Le régime minceur d'Ignatieff

Ignatieff - le PLC et le Québec



(Ottawa) Michael Ignatieff égrène son jeu politique à fort petites doses dans ce qui s'annonce comme un régime minceur pour les Québécois de toutes les teintes de nationalisme.
La chasse aux votes assortie d'une chasse à l'argent, à Montréal, jeudi soir, portait plus sur le goût du pouvoir que sur le besoin de proposer des mesures concrètes.
Pas question de donner plus de pouvoirs au Québec (ou aux autres provinces), pas question d'ouvrir la porte à des gestes concrets : une fois reconnue l'identité nationale des Québécois, le dossier est clos.
Ceux qui voyaient dans M. Ignatieff une réincarnation de Pierre Trudeau ne sont qu'à demi rassurés. La reconnaissance, oui, mais sans plus.
Même si Jean Charest réclame pleine compétence dans les domaines de la culture et des communications, que nenni, disait-on en vieux français pour signifier qu'on s'en foutait complètement.
Le discours de Montréal a étonné même la Canadian Press, qui titrait sa dépêche sur le fait que M. Ignatieff ne donnerait aucun pouvoir supplémentaire au Québec.
Puis l'agence affirmait au second paragraphe que le Parti libéral espérait quand même convaincre les Québécois de voter en sa faveur. Bon sens de l'observation, dois-je reconnaître.
Je ne m'étonne pas que les stratèges libéraux aient choisi le silence, dans le contexte actuel. Leur parti se redresse lentement depuis le départ de Stéphane Dion pendant que les conservateurs de Stephen Harper s'enferrent dans leur idéologie.
La crise économique et le déficit budgétaire feraient mal paraître le meilleur des gouvernements, et tout indique qu'une administration libérale dirigerait le pays de la même manière, que ce soit pour sauver General Motors ou ne pas sauver l'industrie forestière.
Promesses et engagements ne suffisent pas pour attirer les votes des Québécois et, surtout, pour conserver leur allégeance.
Stephen Harper, contrairement à M. Ignatieff, avait donné des gages intéressants et concrets, comme le siège à l'UNESCO, le règlement du déséquilibre fiscal et le retrait du pouvoir fédéral de dépenser dans les champs de compétence des provinces.
Bon, je ne peux pas le blâmer pour tout : c'est Jean Charest, non M. Harper, qui a tué le concept du déséquilibre fiscal en redistribuant l'argent d'Ottawa pour des motifs électoraux au lieu de le consacrer à des services publics à la dérive.
Mais le règlement du dossier de l'UNESCO n'a rien à voir avec la promesse initiale, et la question du pouvoir de dépenser a été reléguée aux oubliettes une fois les discours du Trône lus et classés.
M. Ignatieff, pour le moment, n'a qu'une chose à vendre aux Québécois, soit une participation éventuelle au pouvoir.
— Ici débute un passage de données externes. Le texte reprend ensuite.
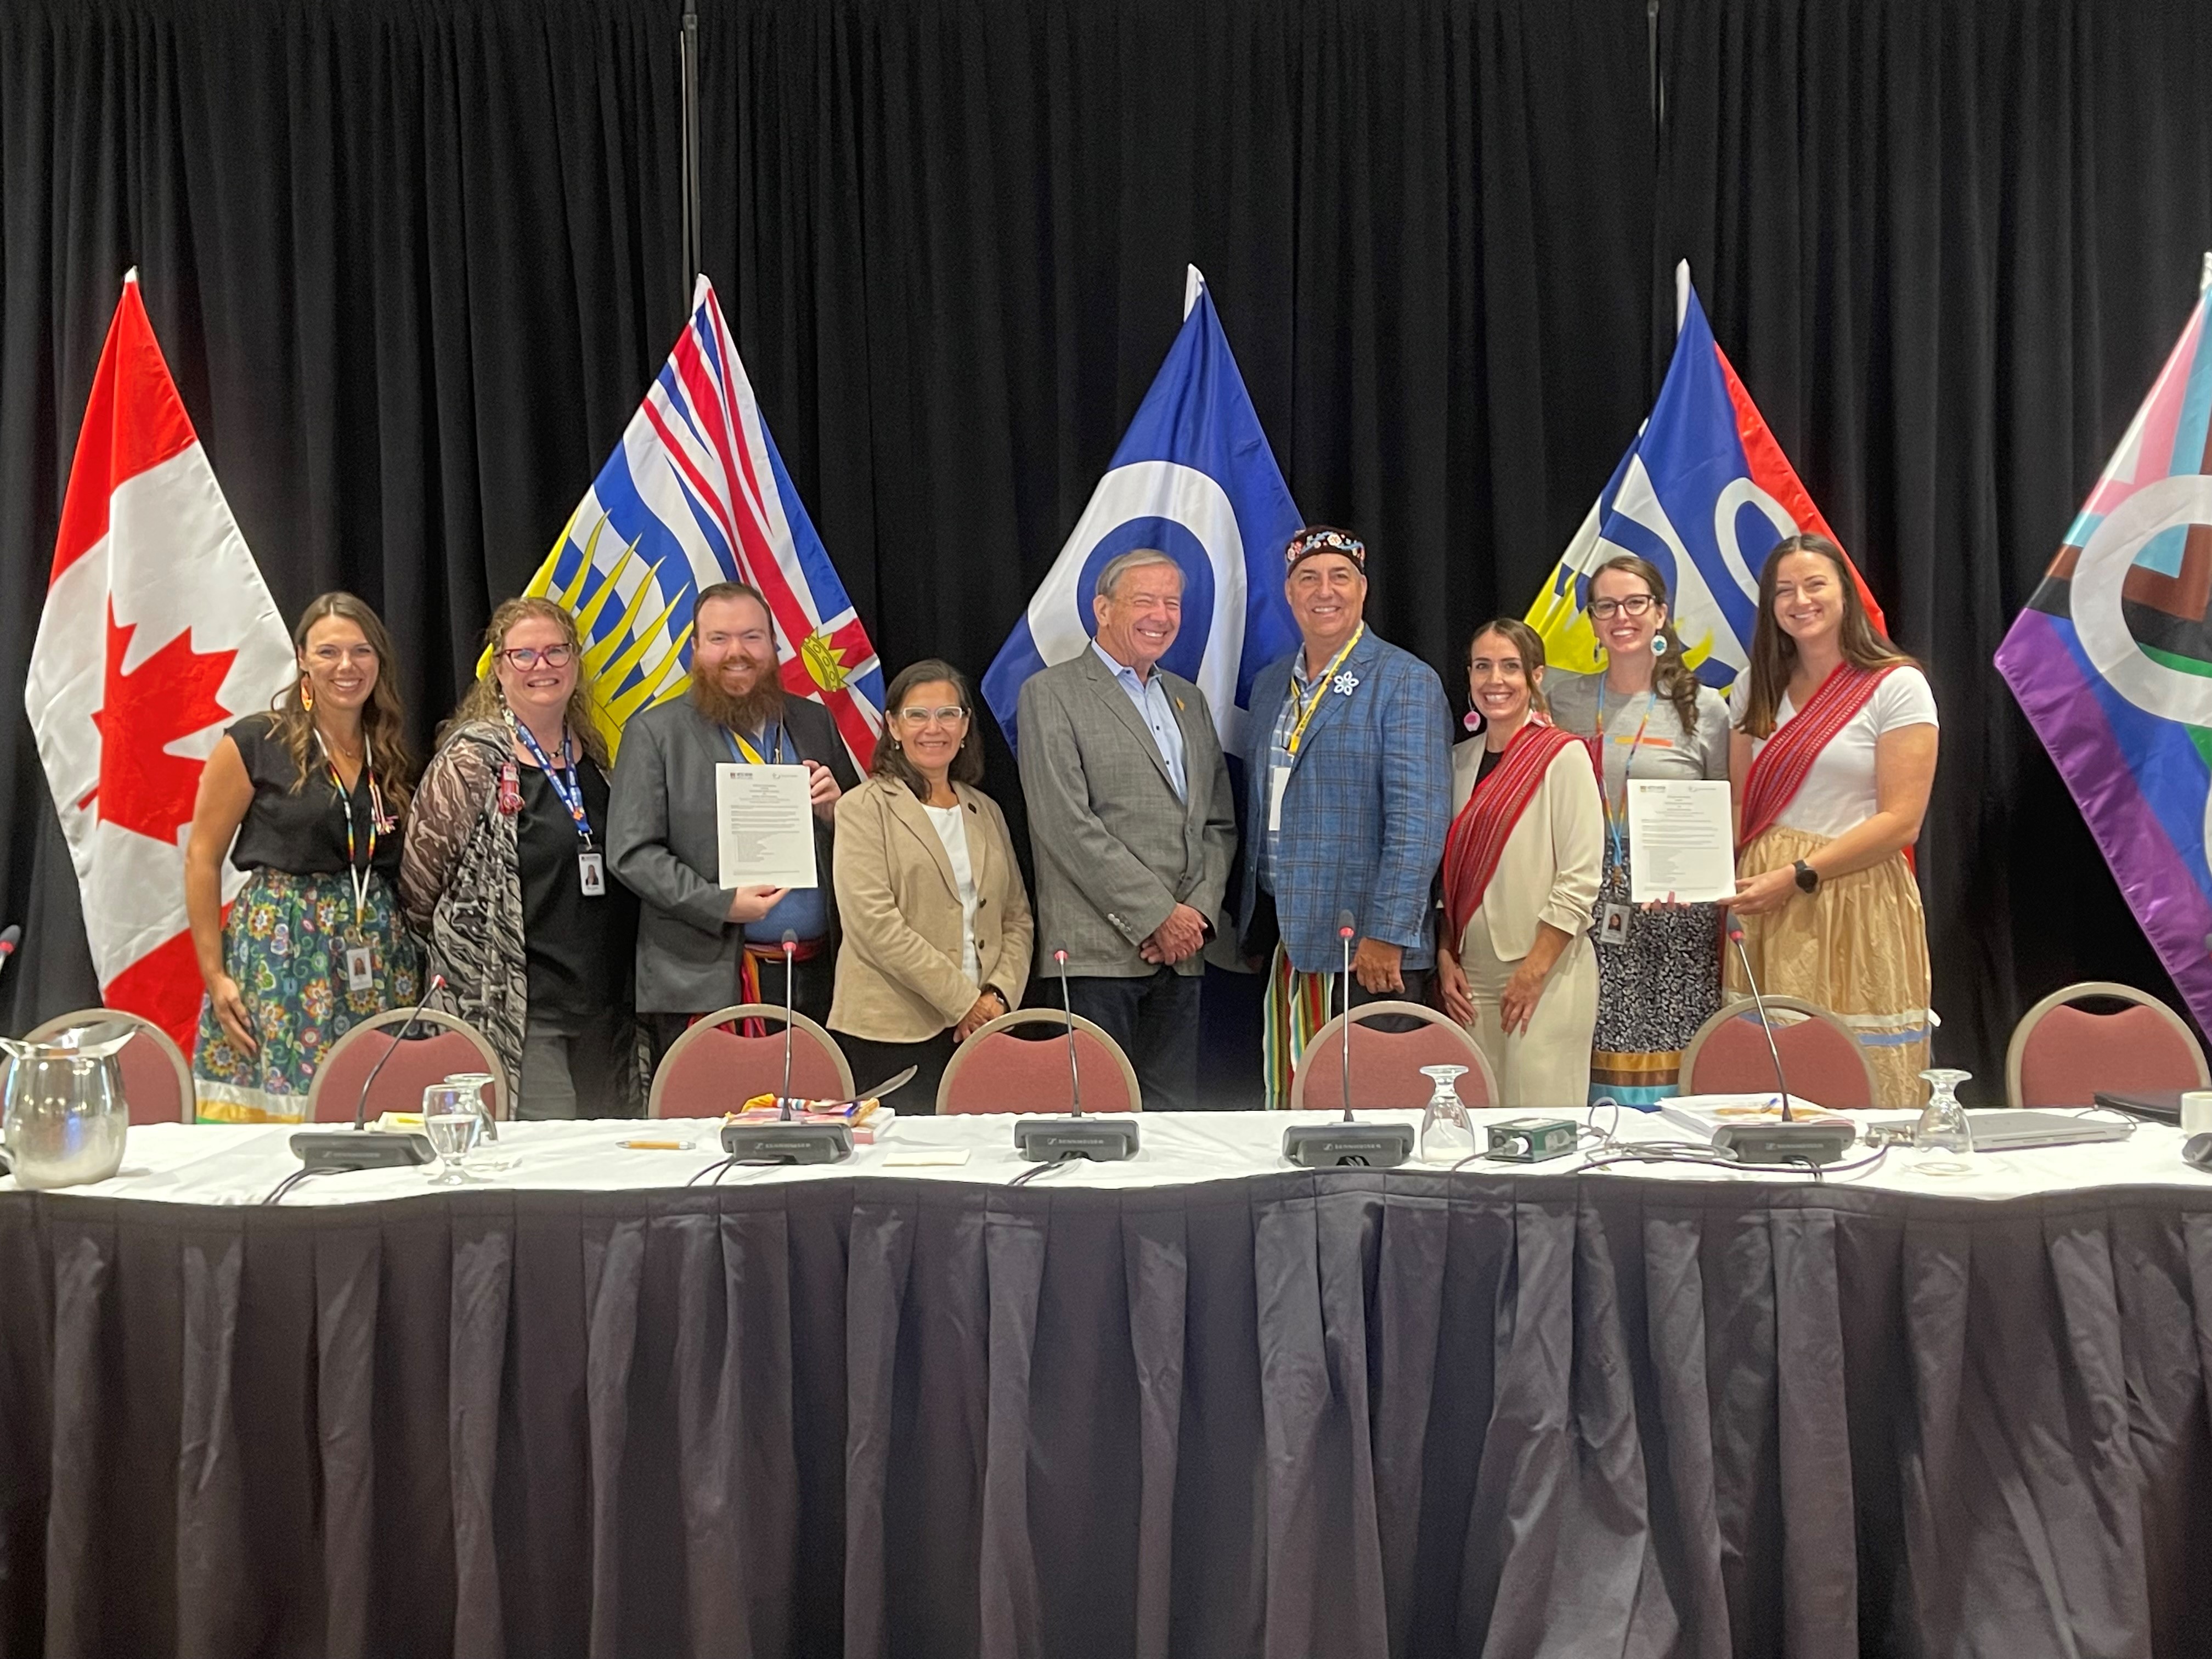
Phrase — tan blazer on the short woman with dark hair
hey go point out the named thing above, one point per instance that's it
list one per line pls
(899, 966)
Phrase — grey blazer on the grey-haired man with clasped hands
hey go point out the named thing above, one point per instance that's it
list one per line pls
(1116, 851)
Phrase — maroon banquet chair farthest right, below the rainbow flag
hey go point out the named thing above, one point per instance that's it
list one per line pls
(2063, 1056)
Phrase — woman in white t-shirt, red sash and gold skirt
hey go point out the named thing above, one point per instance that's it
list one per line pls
(1833, 758)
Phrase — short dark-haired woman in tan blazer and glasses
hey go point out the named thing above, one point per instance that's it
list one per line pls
(928, 893)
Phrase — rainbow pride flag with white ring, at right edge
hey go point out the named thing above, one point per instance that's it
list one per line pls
(2114, 662)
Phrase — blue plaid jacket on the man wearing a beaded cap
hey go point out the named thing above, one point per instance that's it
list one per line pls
(1366, 808)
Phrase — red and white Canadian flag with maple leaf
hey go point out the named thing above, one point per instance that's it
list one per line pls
(158, 634)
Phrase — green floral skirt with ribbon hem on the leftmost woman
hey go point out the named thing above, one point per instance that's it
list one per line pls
(286, 943)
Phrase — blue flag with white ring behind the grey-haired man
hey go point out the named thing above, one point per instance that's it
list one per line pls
(1198, 481)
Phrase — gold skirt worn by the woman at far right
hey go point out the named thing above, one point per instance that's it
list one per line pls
(1859, 948)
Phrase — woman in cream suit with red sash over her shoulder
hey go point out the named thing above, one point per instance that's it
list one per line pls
(1521, 873)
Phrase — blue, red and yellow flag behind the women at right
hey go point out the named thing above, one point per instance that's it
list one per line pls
(1704, 492)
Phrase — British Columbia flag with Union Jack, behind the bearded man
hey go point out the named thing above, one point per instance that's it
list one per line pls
(696, 494)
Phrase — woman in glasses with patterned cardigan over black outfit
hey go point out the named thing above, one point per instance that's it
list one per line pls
(508, 875)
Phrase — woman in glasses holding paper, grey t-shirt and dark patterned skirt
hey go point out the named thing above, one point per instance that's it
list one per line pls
(1647, 718)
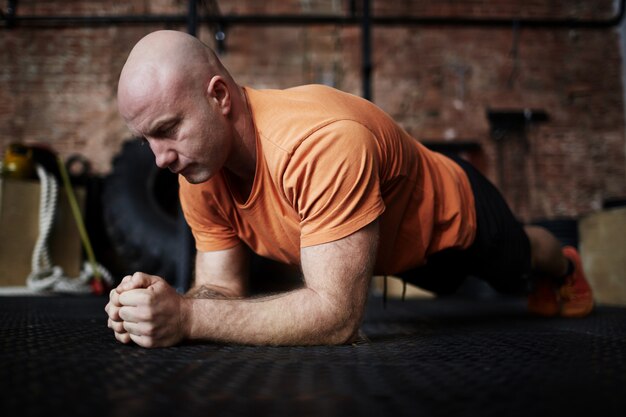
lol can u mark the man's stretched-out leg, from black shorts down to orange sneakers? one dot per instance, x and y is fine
(506, 255)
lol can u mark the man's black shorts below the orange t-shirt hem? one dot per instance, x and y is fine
(500, 253)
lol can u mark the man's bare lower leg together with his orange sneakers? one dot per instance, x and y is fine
(560, 285)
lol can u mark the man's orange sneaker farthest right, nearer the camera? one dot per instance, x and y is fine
(575, 293)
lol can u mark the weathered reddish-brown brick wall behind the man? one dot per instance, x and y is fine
(57, 85)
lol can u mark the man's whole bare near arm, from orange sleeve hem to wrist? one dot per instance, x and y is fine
(327, 311)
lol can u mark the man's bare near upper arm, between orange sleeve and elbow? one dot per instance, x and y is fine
(341, 271)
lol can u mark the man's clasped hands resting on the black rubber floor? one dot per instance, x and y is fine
(146, 310)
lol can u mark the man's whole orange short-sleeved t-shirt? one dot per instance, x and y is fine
(328, 164)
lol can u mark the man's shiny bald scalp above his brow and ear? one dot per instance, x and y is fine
(162, 61)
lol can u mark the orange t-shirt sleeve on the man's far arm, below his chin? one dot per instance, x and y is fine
(209, 226)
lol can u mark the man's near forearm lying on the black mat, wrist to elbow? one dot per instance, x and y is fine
(301, 317)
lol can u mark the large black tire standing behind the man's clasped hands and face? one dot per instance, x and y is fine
(142, 215)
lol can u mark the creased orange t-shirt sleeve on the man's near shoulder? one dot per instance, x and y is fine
(332, 181)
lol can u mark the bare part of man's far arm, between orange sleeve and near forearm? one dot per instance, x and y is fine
(226, 270)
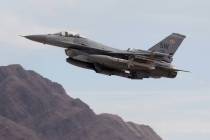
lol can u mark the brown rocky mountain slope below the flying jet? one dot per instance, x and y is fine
(33, 107)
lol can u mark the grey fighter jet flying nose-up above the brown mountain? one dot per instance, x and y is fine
(132, 63)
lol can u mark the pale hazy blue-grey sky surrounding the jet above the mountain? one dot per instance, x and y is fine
(176, 108)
M. Harper, lui, a perdu le Québec : ses réactions aux coupes dans la culture et au projet de coalition, l'an dernier, ont rompu le charme.
Les fédéralistes retournent dans le giron libéral, tout en se posant la question de fond : que propose M. Ignatieff?
«C'est ce soir que nous gonflons nos voiles. C'est ici à Montréal que nous unissons nos souffles pour que se lève le vent du changement au Canada», a-t-il dit dans le genre de passages partisans que les médias osent rarement citer de peur du ridicule.
Pour l'instant, même s'il faut se contenter de ramer dans les nuages, la volonté de se défaire d'un gouvernement «kafkaïen», comme l'a écrit un juge lettré de la Cour fédérale dans le cas de l'exilé involontaire Abousfian Abdelrazik, cette semaine, domine le paysage politique québécois.
M. Ignatieff joue la corde du changement, tout en faisant le «dur» sur le plan constitutionnel pour ramasser les votes des électeurs allergiques à la nation québécoise. À ses risques et périls.